Try my flavoursome Arakan steam fried rice with vegetables, inspired by my travels, that has been on my menu for several years. I eat it almost every weekend for lunch, and still can’t get enough of it.
Jump to RecipeGluten-free, Dairy-free, Lactose-free, Soy-free
The dish originates from Myanmar, formerly Burma.
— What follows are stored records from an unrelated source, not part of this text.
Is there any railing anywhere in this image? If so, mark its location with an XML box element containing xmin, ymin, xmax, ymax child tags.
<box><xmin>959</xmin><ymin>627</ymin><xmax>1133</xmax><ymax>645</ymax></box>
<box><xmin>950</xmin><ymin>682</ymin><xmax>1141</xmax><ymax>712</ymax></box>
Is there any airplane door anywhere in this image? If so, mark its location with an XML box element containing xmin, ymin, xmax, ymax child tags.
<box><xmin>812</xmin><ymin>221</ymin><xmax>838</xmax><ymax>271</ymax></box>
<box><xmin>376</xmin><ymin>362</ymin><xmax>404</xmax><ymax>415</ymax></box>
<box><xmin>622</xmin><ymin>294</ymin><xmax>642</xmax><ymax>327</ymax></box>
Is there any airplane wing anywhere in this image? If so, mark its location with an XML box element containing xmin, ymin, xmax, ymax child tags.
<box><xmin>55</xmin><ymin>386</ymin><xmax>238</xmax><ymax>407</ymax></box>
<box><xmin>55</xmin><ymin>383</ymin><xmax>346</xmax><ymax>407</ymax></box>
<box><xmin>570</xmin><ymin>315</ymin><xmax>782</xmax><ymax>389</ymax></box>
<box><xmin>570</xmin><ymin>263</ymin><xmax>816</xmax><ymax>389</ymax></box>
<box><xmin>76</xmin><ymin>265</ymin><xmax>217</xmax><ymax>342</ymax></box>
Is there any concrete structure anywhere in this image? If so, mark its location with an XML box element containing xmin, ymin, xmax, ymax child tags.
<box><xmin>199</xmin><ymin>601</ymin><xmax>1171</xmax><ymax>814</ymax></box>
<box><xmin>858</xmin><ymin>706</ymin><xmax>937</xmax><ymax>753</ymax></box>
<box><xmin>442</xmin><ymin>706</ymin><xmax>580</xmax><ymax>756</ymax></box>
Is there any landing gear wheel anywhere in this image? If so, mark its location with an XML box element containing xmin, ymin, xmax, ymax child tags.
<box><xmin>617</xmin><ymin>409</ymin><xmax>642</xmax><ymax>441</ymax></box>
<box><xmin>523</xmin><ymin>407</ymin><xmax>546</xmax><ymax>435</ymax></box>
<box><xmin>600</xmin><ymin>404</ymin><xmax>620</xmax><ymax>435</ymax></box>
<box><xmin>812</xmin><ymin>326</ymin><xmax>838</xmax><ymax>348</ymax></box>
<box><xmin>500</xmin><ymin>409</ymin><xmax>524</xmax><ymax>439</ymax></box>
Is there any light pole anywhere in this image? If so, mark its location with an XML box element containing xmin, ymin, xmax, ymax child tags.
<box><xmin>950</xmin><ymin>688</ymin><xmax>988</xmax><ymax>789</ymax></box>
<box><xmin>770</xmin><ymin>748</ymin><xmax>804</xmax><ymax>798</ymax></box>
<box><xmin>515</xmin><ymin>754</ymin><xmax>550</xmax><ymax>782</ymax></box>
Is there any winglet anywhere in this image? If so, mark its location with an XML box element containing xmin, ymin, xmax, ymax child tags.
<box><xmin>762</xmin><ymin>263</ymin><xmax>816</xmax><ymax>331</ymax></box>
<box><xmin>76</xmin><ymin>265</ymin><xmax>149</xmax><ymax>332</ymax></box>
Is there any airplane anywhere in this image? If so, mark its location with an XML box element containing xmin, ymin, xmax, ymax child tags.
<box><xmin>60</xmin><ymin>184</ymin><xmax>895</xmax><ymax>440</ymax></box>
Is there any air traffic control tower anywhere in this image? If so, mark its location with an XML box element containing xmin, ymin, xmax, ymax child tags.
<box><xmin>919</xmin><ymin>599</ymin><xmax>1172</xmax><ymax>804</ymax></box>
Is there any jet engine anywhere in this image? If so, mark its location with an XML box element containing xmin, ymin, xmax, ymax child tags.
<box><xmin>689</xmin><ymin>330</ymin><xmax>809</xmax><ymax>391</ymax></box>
To be more specific, it’s from the coastal area, which used to be an ancient kingdom of Arakan.
When I visited this place, I used to have it every day for breakfast and absolutely loved it.
This dish is incredibly tasty, very filling and full of goodness and cancer-fighting ingredients.
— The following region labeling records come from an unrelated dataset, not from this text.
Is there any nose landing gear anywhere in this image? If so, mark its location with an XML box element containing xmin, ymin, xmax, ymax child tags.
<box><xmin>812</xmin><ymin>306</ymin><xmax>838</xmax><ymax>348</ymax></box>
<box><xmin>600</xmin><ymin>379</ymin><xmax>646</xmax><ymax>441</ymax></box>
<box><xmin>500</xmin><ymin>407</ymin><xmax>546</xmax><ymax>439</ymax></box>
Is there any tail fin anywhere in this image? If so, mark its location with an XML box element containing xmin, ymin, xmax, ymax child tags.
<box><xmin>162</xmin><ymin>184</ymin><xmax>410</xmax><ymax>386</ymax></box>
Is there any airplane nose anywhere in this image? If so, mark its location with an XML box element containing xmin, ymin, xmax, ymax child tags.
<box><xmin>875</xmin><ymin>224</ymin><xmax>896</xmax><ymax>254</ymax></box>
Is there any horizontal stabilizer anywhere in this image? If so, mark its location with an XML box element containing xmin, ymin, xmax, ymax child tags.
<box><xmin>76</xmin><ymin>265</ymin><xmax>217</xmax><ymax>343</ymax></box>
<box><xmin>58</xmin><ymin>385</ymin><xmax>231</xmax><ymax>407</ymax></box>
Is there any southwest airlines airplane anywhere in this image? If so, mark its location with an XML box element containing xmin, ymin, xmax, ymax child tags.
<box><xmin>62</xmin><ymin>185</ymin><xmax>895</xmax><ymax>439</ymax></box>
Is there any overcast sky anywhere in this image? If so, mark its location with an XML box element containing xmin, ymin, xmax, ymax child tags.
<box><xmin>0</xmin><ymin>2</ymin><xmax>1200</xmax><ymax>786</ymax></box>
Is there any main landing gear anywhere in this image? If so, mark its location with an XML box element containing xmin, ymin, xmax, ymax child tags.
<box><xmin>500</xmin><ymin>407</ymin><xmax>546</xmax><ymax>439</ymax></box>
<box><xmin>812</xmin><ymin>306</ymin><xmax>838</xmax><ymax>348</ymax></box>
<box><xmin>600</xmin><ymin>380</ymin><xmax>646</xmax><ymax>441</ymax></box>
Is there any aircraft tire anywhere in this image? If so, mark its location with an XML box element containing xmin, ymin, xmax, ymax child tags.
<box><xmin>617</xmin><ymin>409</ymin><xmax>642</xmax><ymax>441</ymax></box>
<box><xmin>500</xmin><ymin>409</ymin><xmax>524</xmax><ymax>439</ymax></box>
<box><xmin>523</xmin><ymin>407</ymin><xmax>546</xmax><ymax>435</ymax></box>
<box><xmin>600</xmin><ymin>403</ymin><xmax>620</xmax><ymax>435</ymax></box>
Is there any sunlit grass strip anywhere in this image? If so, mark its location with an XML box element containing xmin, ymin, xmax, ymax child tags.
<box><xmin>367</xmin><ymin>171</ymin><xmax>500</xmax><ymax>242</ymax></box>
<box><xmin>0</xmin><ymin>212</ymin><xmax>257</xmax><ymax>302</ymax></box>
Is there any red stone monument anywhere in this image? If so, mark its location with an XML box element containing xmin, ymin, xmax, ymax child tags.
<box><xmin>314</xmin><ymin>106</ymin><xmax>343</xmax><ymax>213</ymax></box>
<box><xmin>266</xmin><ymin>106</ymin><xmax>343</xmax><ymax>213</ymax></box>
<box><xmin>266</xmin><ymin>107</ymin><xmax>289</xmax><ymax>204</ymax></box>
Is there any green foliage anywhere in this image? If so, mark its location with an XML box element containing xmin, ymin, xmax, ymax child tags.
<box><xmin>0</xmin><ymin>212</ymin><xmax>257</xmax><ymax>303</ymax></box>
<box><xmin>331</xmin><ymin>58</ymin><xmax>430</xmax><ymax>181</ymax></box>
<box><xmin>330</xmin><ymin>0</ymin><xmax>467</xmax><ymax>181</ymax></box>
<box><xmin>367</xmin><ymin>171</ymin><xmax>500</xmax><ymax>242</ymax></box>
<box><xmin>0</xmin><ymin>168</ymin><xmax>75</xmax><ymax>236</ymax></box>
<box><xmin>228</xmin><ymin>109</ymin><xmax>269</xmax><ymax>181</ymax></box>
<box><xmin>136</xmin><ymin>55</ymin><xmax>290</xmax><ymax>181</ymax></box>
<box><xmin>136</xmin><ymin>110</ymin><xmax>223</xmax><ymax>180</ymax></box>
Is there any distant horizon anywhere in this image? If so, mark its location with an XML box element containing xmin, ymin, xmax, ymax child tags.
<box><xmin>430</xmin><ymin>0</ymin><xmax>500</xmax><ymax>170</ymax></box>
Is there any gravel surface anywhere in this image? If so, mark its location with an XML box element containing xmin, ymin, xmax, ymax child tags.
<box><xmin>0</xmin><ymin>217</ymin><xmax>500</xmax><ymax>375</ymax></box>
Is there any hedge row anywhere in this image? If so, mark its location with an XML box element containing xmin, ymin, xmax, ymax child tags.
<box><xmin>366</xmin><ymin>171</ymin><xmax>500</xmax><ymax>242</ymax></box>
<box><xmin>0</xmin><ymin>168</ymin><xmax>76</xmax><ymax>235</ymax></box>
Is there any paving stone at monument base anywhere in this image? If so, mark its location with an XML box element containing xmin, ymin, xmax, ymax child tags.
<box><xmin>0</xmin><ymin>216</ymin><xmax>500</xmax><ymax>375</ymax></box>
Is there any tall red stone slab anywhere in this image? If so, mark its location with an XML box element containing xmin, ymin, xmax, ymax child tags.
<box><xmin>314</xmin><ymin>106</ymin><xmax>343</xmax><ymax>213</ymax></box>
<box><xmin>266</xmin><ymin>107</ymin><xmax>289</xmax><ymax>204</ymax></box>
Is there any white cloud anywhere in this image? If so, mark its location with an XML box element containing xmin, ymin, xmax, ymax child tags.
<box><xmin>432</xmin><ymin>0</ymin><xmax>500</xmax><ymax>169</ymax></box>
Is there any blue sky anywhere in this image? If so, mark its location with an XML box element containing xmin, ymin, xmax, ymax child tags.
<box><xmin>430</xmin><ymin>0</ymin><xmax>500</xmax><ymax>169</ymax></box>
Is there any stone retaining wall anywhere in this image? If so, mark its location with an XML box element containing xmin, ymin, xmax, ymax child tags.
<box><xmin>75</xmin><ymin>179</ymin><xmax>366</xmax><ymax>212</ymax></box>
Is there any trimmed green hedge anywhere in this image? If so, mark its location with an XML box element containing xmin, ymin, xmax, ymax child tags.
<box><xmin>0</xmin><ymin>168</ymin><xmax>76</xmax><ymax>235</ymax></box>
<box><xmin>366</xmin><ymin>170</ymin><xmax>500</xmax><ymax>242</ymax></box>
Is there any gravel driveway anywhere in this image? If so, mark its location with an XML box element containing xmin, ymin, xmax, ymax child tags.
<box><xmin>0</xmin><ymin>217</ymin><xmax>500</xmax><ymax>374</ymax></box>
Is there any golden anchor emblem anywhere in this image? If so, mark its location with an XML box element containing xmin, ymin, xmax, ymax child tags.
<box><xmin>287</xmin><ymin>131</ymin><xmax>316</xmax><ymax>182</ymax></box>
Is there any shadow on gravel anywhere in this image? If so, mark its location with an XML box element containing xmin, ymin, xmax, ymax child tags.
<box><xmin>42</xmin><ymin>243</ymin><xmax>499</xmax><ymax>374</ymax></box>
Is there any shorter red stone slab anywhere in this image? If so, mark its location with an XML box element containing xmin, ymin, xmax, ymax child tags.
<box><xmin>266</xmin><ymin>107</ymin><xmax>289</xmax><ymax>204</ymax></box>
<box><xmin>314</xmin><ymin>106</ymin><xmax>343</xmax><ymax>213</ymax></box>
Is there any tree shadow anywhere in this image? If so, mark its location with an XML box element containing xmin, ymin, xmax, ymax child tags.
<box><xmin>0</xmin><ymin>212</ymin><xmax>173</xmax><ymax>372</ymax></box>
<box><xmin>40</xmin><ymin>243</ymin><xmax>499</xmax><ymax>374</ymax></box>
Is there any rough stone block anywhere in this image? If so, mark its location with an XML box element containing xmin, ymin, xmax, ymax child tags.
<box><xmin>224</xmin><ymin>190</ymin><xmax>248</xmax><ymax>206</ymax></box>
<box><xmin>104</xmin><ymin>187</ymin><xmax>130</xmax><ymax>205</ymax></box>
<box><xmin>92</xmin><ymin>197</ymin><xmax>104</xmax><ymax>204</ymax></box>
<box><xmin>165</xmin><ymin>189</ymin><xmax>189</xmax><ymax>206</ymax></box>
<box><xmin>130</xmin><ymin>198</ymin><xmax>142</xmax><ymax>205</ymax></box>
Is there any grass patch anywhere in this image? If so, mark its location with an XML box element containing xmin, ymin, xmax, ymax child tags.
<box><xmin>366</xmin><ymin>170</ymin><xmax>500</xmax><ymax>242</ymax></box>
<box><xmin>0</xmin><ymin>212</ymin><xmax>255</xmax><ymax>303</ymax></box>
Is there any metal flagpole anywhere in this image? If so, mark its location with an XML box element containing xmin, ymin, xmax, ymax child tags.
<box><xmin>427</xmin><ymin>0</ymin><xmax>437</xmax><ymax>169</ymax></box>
It’s one of those dishes that I was actually able to taste, even during my chemo, when my taste changed and when there were many other foods, that I couldn’t taste at all.
How is the original dish changed?
I adapted the original version and added some little changes to it, to make it healthier.
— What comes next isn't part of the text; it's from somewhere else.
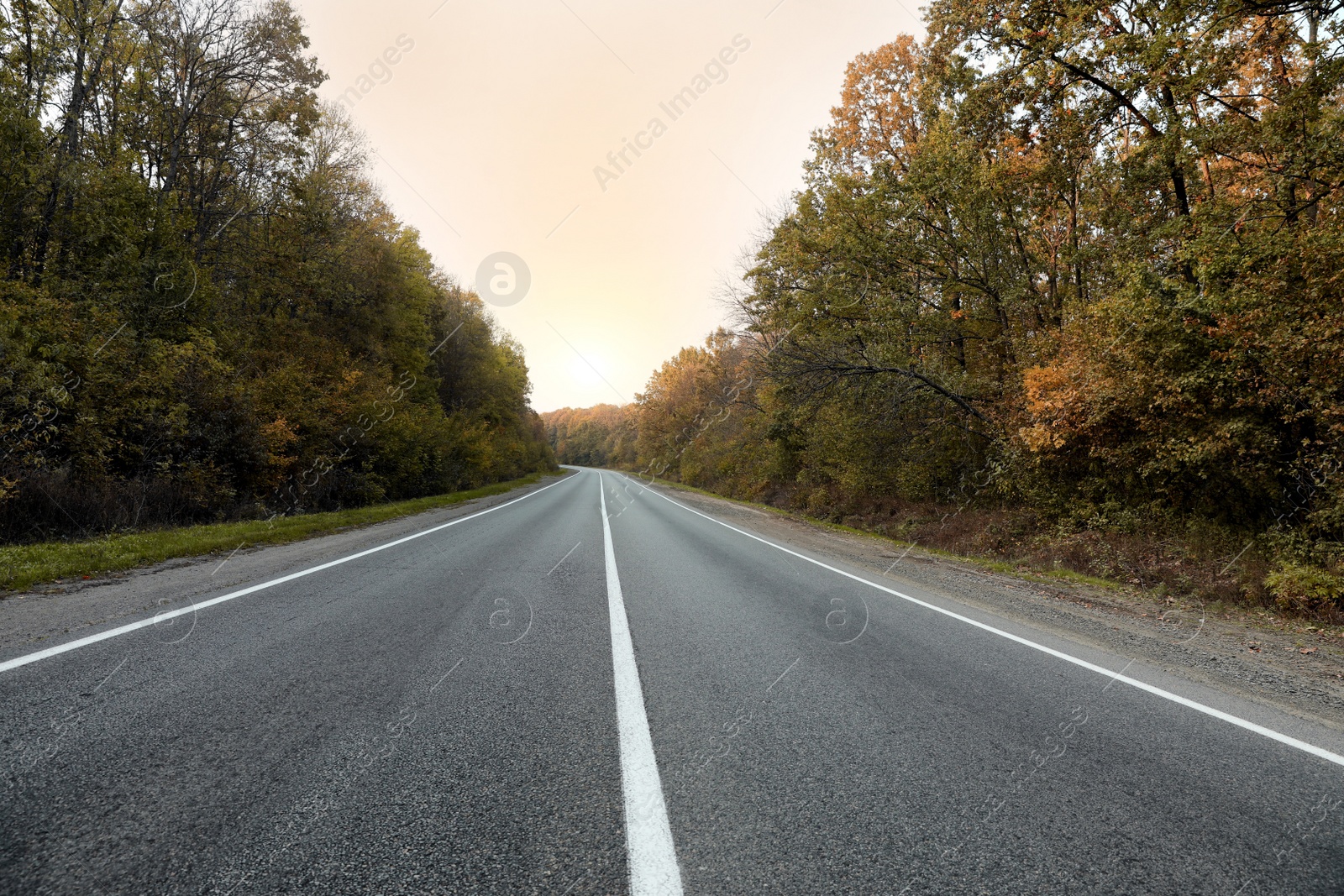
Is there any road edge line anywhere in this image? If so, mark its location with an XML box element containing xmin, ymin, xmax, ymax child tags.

To start with, I swapped frying for steam frying, where most of the cooking is done by steam.
This cooking method is more gentle than stir-frying. It starts with some oil and stir-frying, but just for a short period of time. In addition, some liquid goes into the pan, which then gets covered with a lid to trap the steam inside. Steam also prevents ingredients from burning.
I also changed the ratio of rice and vegetables to cut on carbs. As a result, the amount of veggies and rice is about the same.
I used some anchovies instead of the traditional fish sauce and shrimp paste. Smoked paprika (which took the original dish to another level) is left out as I avoid everything that’s smoky.
The final and very authentic touch is a good squeeze of lime as it enhances all flavours and brings the whole dish together.
My Arakan steam fried rice makes a perfect lunch and keeps you full for quite some time.
Arakan rice
Ingredients
- 1 banana shallot or any onion
- 2 cloves garlic
- 1 thumb size ginger, peeled
- 1 tomato
- 1 medium-size carrot, peeled and preferably organic
- ½ yellow, red or orange bell pepper, preferably organic
- a handful of frozen peas
- 1 boiled (for 15 minutes) egg
- ¼ cup of mixed brown and black rice
- ½ lime
- 5 anchovies in olive oil ideally from a glass jar, not a tin
- 1 tsp tomato puree optional
- 2 Tbsp extra virgin olive oil
- a pinch of cayenne pepper- only when the treatments have ended
Instructions
- Wash your vegetables thoroughly.Boil the water in a pan, add the rice and cook it on low heat until soft according to cooking instructions (usually for about 30-35 minutes) and drain once cooked.Transfer it into a bowl and chill until cold.
- While the rice cooks, cut the carrot lengthwise in half, then each half lengthwise in half again and chop into thin pieces.Chop the pepper and tomatoes and finely chop the ginger and garlic.
- Pour the olive oil into the wok and heat it up on medium-low heat for a minute. When it’s hot add the chopped shallots, stir well and cook for 2 minutes, stirring occasionally.Add the chopped carrots and pepper, stir well and cook for further 3-4 minutes.
- Add the tomato puree, chopped ginger and garlic and anchovies. Stir again and cook for further 3 minutes.
- Add the chopped tomato, stir well again and cook, stirring occasionally, making sure it doesn’t burn. If the mixture is too dry, (depending on how juicy the tomato is) add a splash of cold water.If you cover it with a lid it will cook quicker.
- After about 5 minutes add the cooked rice together with frozen peas, stir and cook, stirring occasionally for further 3-4 minutes.
- Once cooked, squeeze the lime all over the rice, stir and top with the boiled egg.